Angiogenesis is a driving force of a tumor's development. Targeting this process is an attractive option, as this is a feature shared by most of the solid tumors. A lot of antiangiogenic drugs have been developed following this path, including bevacizumab, sorafenib, sunitinib, vandetanib, ramucirumab, motesanib and many others.
The latest drug of this class to be approved for patients with non-small cell lung cancer (NSCLC) was nintedanib, a triple angiokinase inhibitor. This molecule targets vascular endothelial growth factor (VEGF), platelet derived growth factor (PDGF) and fibroblast growth factor (FGF) pathways, avoiding the tumor's switch to normal escape mechanisms.
The pharmacokinetic, pharmacodynamic and toxicity profiles of nintedanib have been tested in several studies. These trials revealed it to be very interesting, as this agent did not lead to the classical adverse events of other tyrosine kinase inhibitors. A phase III clinical trial that recently concluded provided us with relevant information in patients with NSCLC of adenocarcinoma histology.

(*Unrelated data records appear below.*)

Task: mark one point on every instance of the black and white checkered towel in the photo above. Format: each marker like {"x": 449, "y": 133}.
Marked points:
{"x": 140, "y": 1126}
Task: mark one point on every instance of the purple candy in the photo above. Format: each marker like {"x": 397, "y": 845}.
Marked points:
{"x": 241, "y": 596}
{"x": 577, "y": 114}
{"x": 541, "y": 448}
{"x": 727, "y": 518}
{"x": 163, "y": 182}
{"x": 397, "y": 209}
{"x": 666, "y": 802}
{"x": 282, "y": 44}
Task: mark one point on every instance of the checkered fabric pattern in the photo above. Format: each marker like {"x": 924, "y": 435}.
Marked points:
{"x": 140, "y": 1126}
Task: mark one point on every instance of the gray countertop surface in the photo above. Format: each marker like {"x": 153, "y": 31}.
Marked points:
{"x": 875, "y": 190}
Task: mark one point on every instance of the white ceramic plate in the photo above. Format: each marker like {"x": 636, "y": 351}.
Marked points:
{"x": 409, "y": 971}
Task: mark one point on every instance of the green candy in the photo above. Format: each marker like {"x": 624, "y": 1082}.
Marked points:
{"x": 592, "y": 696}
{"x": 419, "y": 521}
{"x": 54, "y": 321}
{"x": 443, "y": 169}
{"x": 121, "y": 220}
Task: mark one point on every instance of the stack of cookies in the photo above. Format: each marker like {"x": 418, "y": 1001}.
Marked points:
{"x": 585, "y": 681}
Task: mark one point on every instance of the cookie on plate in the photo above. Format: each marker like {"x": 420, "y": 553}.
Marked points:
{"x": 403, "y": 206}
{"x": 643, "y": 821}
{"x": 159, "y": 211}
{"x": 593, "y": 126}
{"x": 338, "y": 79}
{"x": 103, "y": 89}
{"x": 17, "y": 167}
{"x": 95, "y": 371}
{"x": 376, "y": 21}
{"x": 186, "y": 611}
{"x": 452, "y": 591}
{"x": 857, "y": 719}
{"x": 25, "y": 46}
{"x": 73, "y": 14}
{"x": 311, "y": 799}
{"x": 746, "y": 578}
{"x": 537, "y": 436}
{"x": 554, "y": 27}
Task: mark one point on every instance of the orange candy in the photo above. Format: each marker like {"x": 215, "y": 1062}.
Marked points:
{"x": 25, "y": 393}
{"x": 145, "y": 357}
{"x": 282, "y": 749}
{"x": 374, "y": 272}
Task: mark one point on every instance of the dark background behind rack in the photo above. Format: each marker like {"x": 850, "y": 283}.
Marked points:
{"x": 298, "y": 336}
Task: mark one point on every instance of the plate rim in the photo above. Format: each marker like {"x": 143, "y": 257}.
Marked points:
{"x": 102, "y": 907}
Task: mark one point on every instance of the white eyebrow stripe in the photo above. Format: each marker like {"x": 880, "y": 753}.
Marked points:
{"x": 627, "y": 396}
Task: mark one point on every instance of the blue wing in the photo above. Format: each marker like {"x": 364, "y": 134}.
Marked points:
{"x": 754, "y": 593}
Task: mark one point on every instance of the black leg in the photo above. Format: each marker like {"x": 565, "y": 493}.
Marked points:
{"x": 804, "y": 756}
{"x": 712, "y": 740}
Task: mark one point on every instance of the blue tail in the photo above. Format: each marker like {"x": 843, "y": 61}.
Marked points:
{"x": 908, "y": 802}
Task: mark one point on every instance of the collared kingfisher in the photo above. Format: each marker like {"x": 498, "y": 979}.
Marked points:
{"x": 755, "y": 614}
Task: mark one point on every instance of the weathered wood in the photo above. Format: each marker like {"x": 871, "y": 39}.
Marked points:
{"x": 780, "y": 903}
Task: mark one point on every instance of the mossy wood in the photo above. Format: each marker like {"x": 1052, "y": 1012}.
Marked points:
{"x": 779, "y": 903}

Here we present a short overview of the tumor angiogenesis pathways and antiangiogenic drugs. In particular, we will focus on nintedanib, from the preclinical studies to the latest phase III clinical trial that allowed this new agent to be approved by the European Medicines Agency as a second-line treatment option in association with docetaxel for NSCLC patients with adenocarcinoma histology.
CITATION Ther Adv Respir Dis. 2015 Apr 7. pii: 1753465815579608.